Telstra, the Australian telecommunications group that recently acquired the National Rugby League’s Internet rights, took a huge hit yesterday when it failed on all counts to stop Fox Sports from broadcasting NRL footage immediately after the match on its website and selling it to rival networks Vodafone and Hutchison.
On the losing end of an April 18 Australian Federal Court decision, Telstra had sued Fox Sports over its use of highlight replays from rugby league matches over the Internet and on mobile phones.
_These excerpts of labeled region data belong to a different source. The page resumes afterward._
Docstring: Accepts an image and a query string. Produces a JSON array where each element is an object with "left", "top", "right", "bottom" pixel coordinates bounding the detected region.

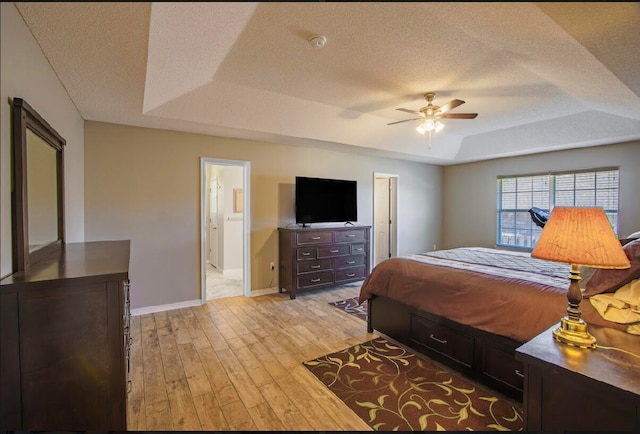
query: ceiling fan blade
[
  {"left": 440, "top": 99, "right": 464, "bottom": 113},
  {"left": 396, "top": 109, "right": 424, "bottom": 116},
  {"left": 387, "top": 118, "right": 422, "bottom": 125},
  {"left": 440, "top": 113, "right": 478, "bottom": 119}
]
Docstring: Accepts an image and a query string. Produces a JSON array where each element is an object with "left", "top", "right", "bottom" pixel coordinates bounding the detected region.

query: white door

But the company failed to convince the court that that it is entitled to damages from Fox Sports for loss of advertising.
Specifically, Telstra alleged that it would suffer substantial damages, including reduced traffic to its websites and loss of advertising revenues as a result of Fox Sports coverage.
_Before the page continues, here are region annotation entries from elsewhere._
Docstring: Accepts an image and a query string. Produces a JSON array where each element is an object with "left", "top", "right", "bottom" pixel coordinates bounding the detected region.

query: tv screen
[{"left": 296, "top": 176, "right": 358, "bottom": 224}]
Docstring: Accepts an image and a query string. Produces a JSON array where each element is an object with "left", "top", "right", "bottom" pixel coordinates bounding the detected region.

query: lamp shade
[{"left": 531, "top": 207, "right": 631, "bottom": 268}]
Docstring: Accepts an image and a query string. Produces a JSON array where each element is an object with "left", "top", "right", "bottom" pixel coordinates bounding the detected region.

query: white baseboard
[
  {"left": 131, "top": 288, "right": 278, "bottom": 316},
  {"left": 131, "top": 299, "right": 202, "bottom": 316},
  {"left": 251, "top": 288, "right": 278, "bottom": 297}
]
The judge ruled Telstra cannot claim substantial damages from the pay-TV operator it claims is breaching its copyright and did not allow Telstra to include the wide-ranging damage claims.
In court documents released after the ruling, the head of content business for Telstra’s Big Pond unit, Jean-Baptiste Rousselot, said Fox Sports had broken the copyright laws when it used video footage of the first-round games on its website, just weeks after the NRL and Telstra reached a sponsorship agreement in March.
Premier Media Group, known as Fox Sports and owned by Rupert Murdoch’s News Corp and James Packer’s Publishing & Broadcasting Ltd, argues the highlights of matches were allowed because they were contained in news reports.
“The news reports posed no commercial threat to the rights Telstra enjoys – Telstra can provide full replays of each entire match, plus extracts of any length Telstra chooses,” News Ltd lawyer Ian Phillip argued in a letter.
Telstra has also raised concerns Premier’s agreements could extend beyond Hutchison to other rivals such as Vodafone.
“I am extremely concerned … by the fact that it is possible that Premier Media Group has entered into further similar arrangements with other Telstra mobile phone competitors (such as Vodafone),” Mr Rousselot said in an affidavit.
Telstra is seeking to restrain Fox Sports from broadcasting more than 45 seconds of footage from an NRL match or a total of 90 seconds from a combination of matches on its associated websites. Telstra claims that such footage should be shown only within 24 hours of the game.